Para a maioria dos estudantes do mundo todo (especialmente nós, brasileiros), a grande vilã é a vogal de cat /æ/, o som no meio de cat, bad e map. Quase nenhum idioma tem uma vogal posicionada exatamente nesse ponto da boca, então o estudante acaba puxando o som para a vogal de bed (fazendo cat soar como ket) ou para a vogal de father (ficando cot). Os pares de tensão frontal (see vs sit) e os arredondados (moon vs book) vêm logo atrás, porque exigem que o seu cérebro divida a gaveta do “i” e do “u” ao meio.
Ambas as descrições são usadas. Num sotaque rótico como o General American, o R se funde de forma tão absurda com a vogal que os foneticistas muitas vezes registram o resultado como sendo uma vogal nova, colorida pelo R (o /ɝ/ em bird, o /ɚ/ em mother). Outras vertentes analisam isso como uma vogal comum que calhou de vir antes de um R. Para você que está aprendendo, a burocracia acadêmica não muda nada. O que importa é saber que o R entorta a vogal de fato e que, no sotaque americano, ele jamais passa em branco — é sempre pronunciado. Veja o artigo sobre o R americano para entender a ginástica da língua.

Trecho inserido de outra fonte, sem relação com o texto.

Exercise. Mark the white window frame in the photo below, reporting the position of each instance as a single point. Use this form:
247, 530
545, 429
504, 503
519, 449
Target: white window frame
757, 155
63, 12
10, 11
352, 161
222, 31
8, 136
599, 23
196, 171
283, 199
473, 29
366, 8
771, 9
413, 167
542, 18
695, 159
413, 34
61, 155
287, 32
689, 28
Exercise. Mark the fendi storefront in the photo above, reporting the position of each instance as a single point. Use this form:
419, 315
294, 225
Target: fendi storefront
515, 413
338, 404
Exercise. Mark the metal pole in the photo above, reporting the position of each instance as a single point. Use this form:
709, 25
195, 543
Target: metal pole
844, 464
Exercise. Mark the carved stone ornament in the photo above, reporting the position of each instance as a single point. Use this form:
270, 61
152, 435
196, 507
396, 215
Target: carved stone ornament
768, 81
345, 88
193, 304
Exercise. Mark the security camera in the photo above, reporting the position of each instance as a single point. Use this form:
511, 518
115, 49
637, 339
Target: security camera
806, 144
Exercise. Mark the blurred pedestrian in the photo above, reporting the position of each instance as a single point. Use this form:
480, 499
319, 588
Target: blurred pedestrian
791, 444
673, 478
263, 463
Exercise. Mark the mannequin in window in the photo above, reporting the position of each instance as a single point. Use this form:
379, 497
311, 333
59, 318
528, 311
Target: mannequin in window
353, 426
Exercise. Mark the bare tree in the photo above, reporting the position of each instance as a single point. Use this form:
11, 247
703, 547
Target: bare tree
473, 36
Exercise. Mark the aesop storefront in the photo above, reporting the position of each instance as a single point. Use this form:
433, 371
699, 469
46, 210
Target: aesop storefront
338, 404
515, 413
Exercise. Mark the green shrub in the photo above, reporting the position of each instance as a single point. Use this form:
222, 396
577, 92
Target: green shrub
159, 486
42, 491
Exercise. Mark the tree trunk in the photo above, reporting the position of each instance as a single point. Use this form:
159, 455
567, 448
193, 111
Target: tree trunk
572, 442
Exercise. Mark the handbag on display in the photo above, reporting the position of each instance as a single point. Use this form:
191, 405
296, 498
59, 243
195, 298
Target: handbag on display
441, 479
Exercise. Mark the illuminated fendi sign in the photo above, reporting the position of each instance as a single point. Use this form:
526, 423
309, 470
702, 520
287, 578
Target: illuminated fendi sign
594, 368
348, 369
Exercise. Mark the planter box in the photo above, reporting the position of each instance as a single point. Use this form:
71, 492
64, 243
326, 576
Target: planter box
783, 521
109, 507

Ajuda muito, mas não é obrigatório. As palavras-âncora fazem quase todo o trabalho duro: se você atrelar cada vogal a uma palavra que já sabe falar (see, cat, moon), você pode buscar o som de qualquer palavra nova simplesmente testando com qual âncora ela combina. O símbolo do IPA é espetacular principalmente na hora de bater o olho num dicionário, já que a diferença entre o /ɪ/ e o /i/ mata na hora a charada de saber se a palavra pede o som de sit ou o de see.

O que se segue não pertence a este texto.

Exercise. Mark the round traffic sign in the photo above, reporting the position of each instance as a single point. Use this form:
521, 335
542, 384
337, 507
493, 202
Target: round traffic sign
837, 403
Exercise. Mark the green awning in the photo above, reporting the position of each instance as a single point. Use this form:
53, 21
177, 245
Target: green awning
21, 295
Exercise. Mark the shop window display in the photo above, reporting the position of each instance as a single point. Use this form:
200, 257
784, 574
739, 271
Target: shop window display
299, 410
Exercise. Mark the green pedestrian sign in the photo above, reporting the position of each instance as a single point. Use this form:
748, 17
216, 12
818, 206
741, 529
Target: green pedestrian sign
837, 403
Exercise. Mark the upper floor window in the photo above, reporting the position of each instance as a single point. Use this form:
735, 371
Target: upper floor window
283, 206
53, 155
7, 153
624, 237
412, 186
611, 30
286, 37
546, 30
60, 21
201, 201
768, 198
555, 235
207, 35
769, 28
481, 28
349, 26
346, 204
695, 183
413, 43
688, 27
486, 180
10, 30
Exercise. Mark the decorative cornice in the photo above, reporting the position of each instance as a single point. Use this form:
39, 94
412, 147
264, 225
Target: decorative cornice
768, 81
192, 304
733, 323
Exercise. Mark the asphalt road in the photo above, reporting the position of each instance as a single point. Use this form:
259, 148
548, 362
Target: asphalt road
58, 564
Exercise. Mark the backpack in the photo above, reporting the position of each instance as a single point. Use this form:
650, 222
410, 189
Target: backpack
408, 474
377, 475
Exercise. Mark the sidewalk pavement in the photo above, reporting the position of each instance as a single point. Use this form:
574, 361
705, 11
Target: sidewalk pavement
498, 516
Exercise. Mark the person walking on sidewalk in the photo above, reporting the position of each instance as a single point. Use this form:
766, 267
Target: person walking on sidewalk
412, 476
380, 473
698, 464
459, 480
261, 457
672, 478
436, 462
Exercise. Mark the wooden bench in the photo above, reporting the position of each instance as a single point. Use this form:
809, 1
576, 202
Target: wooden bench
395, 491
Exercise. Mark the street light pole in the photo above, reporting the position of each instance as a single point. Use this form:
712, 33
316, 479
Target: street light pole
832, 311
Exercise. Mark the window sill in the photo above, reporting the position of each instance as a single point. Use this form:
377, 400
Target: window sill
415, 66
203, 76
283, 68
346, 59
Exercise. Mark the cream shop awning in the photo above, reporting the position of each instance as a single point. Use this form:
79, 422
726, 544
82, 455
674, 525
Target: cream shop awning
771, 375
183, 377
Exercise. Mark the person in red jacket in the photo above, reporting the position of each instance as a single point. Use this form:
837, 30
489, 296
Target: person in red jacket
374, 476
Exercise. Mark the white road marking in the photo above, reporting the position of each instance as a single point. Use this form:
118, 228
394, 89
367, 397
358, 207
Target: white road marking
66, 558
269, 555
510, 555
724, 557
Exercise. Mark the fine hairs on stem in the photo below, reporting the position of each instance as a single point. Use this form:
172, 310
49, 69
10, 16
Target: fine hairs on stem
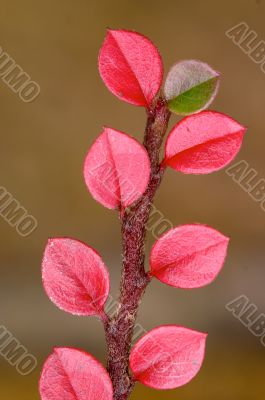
124, 175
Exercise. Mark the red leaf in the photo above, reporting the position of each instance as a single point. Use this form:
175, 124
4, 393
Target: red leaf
168, 357
131, 67
117, 169
71, 374
75, 277
188, 256
203, 143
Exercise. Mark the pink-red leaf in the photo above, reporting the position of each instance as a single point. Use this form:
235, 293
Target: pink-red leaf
203, 143
75, 277
188, 256
71, 374
117, 169
131, 67
168, 357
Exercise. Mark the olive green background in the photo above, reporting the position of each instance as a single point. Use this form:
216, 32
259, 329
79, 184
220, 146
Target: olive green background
43, 145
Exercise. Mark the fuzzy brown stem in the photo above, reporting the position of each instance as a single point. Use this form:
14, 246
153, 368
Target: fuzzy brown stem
119, 330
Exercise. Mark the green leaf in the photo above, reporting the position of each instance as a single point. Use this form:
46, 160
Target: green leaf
190, 87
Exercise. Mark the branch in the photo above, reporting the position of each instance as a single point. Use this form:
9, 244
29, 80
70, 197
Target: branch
119, 330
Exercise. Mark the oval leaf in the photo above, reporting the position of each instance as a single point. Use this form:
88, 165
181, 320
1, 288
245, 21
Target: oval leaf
71, 374
117, 169
190, 87
188, 256
131, 67
75, 277
203, 143
168, 357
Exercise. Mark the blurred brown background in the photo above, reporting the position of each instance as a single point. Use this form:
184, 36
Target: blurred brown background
43, 145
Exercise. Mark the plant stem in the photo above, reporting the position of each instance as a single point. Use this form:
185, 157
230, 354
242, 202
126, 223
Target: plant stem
119, 330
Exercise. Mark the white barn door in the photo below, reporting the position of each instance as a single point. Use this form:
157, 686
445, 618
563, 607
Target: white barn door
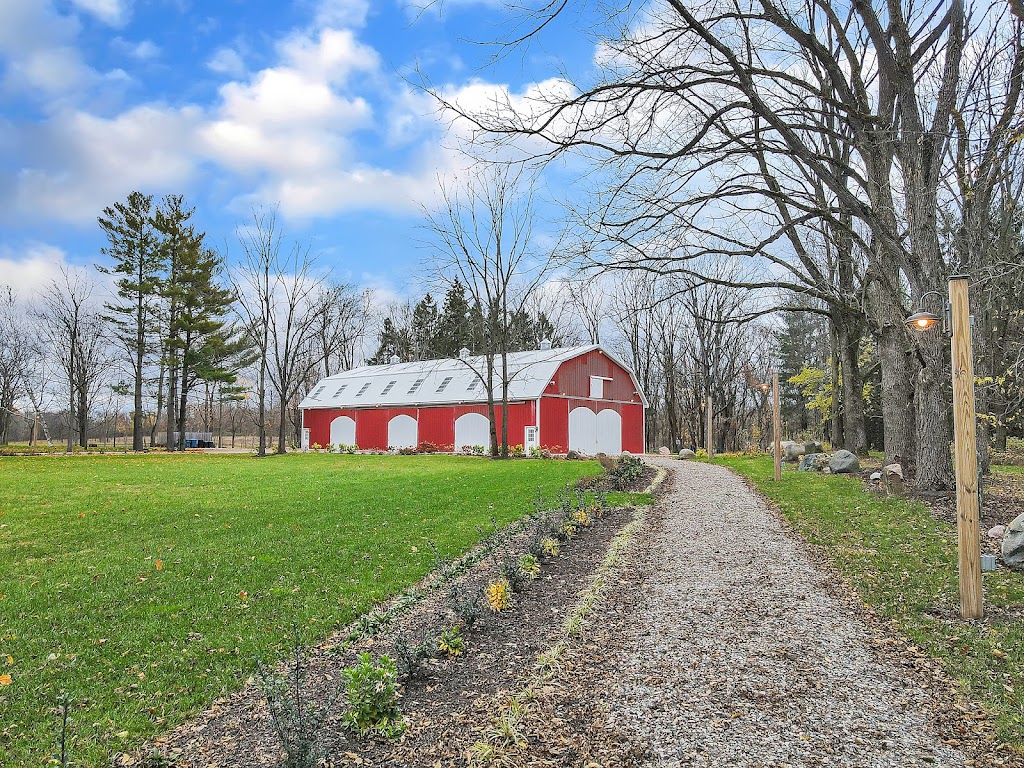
609, 432
583, 430
472, 429
343, 431
401, 432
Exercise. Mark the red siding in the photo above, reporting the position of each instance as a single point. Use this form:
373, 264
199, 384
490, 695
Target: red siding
572, 378
436, 423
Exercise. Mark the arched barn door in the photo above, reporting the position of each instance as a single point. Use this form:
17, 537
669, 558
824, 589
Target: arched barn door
583, 430
472, 429
609, 432
343, 431
401, 431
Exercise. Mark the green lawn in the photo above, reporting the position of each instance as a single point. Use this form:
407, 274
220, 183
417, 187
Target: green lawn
903, 564
145, 587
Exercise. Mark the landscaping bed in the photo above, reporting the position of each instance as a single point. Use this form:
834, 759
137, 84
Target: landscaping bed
442, 697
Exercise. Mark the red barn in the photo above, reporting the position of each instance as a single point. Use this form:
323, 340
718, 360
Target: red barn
581, 398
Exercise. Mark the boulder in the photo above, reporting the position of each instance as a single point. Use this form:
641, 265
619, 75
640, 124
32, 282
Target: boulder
1013, 544
893, 475
844, 463
793, 452
809, 463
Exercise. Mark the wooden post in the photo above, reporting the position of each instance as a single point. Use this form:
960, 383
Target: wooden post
709, 436
966, 452
776, 417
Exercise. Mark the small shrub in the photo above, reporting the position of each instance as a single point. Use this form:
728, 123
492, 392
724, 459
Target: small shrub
451, 641
499, 594
529, 566
373, 701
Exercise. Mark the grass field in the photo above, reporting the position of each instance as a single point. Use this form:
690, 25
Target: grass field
146, 586
903, 564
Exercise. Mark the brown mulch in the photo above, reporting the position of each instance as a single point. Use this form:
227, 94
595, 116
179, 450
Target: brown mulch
440, 700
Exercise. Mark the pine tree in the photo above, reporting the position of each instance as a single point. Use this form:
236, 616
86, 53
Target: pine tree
132, 244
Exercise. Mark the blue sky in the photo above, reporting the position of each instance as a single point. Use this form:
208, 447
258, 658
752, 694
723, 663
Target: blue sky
239, 103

As cinco vogais do alfabeto são um acidente histórico, e elas continuarão mentindo para você enquanto você insistir em tentar ler a pronúncia do inglês através delas. Você não precisa memorizar vinte símbolos novos; basta ancorar cada vogal em uma palavra que já está firme no seu vocabulário. Pegue aqueles dois ou três contrastes que o português não faz de jeito nenhum, repita-os até o cérebro agir no automático, e deixe o resto desta tabela salva como uma referência amigável para quando uma palavra inventar de tentar te enganar.